В деле Бродского, как гной в нарыве, собралась вся испорченная вонючая кровь общественного организма: полицейщина, ненависть бюрократов-мещан к интеллигентам (в особенности евреям), исконное неуважение к литературе. Недаром столь типичны, типичны, можно сказать, до махровости, все гонители Бродского: заведующий административным отделом ЦК т. Миронов, объяснявший К. И. Чуковскому, что Бродский хуже Ионесяна: «тот только разбивал людям топором головы, а Бродский вливает в головы вредные мысли»; первый секретарь ленинградского Обкома т.

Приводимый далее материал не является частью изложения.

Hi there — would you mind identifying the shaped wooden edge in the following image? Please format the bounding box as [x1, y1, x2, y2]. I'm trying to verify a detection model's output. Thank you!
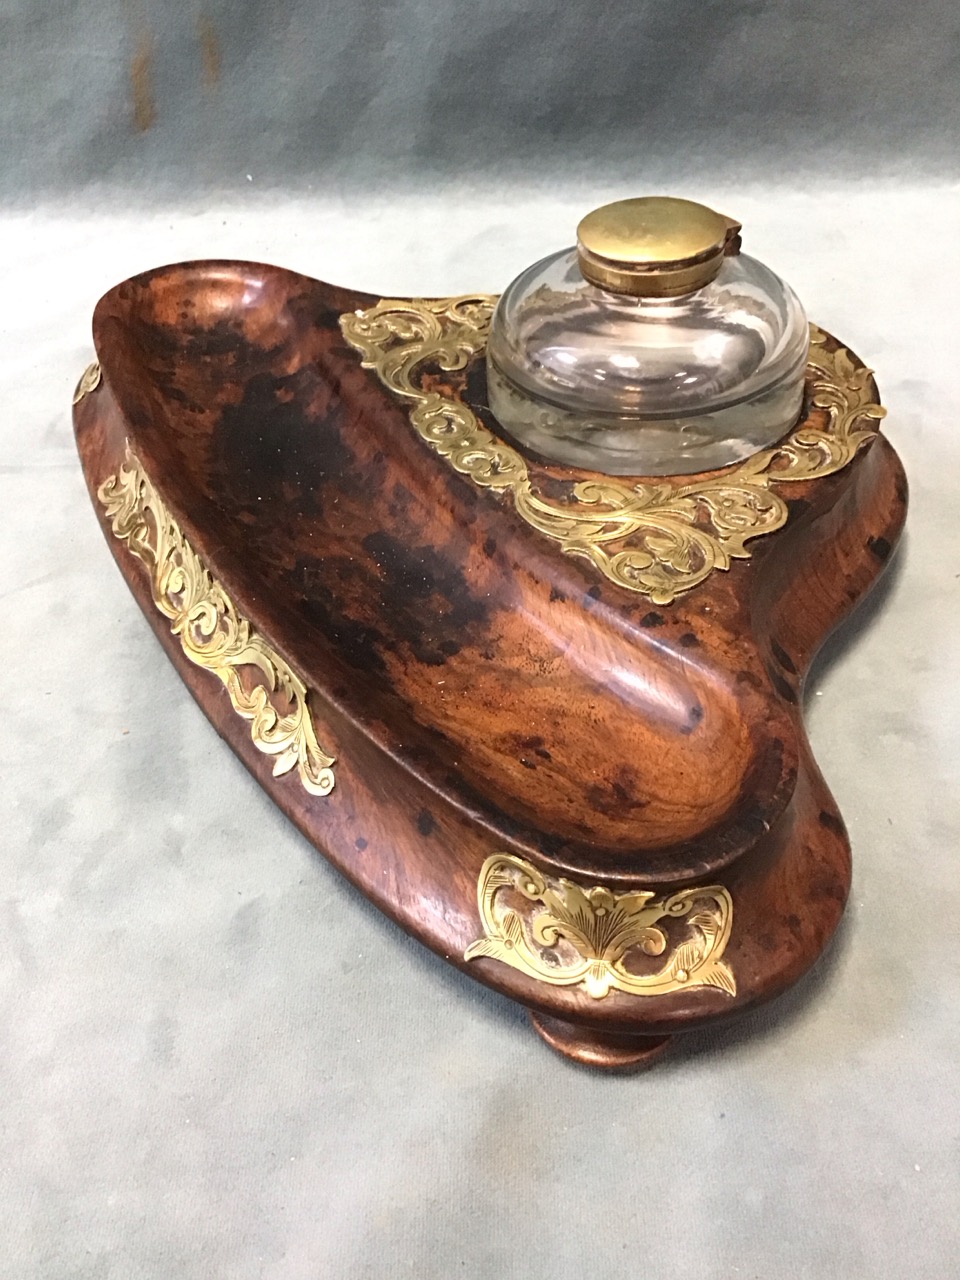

Толстиков, не удостоивший ответить писателям и ученым ни на одну телеграмму, ни на одно письмо в защиту Бродского, но зато нашедший время и средства сначала поощрить беззаконный процесс, а потом полтора года, проявляя неусыпную бдительность, деятельно мешать пересмотру беззаконного приговора; опытный мастер подлога и сыска, битый шпик, гепеушник Лернер; повелитель ленинградского Союза Писателей, бывший поэт Прокофьев, ненавидящий молодых поэтов за то, что они, не в пример ему, молоды и голосисты, да еще осмеливаются петь не по придворным нотам; писатель-приключенец Воеводин, состряпавший подложную справку, и отличающийся от шпика Лернера разве что беспробудным пьянством; судьиха Савельева, во время судебного разбирательства свободно и уверенно щеголявшая своим антисемитизмом, своим невежеством и, главное, сознанием полной своей безнаказанности… Тут каждая фигура из Гоголя, Салтыкова-Щедрина или Зощенко. Жизнь – великий художник, но и ей редко удается создать явление такой выразительности, такой безупречной законченности, как дело Бродского. Тут не суррогат жизни, а ее концентрат, сгусток; на этом суде столкнулись две силы, извечно противопоставленные друг другу: интеллигенция и бюрократия. О, насколько бюрократы вооруженнее интеллигентов: у них в руках пресса, то есть беспрепятственная возможность лгать, сбивать с толку обездоленных, необразованных, натравливать их на интеллигентов; в их руках – суд, они заранее приготовили приговор; у интеллигенции одно оружие: слово свидетеля, который не желает стать лжесвидетелем, и чью речь никто не услышит за пределами зала – если – если не Фрида. Если не ее школьная тетрадка и мужественное перо.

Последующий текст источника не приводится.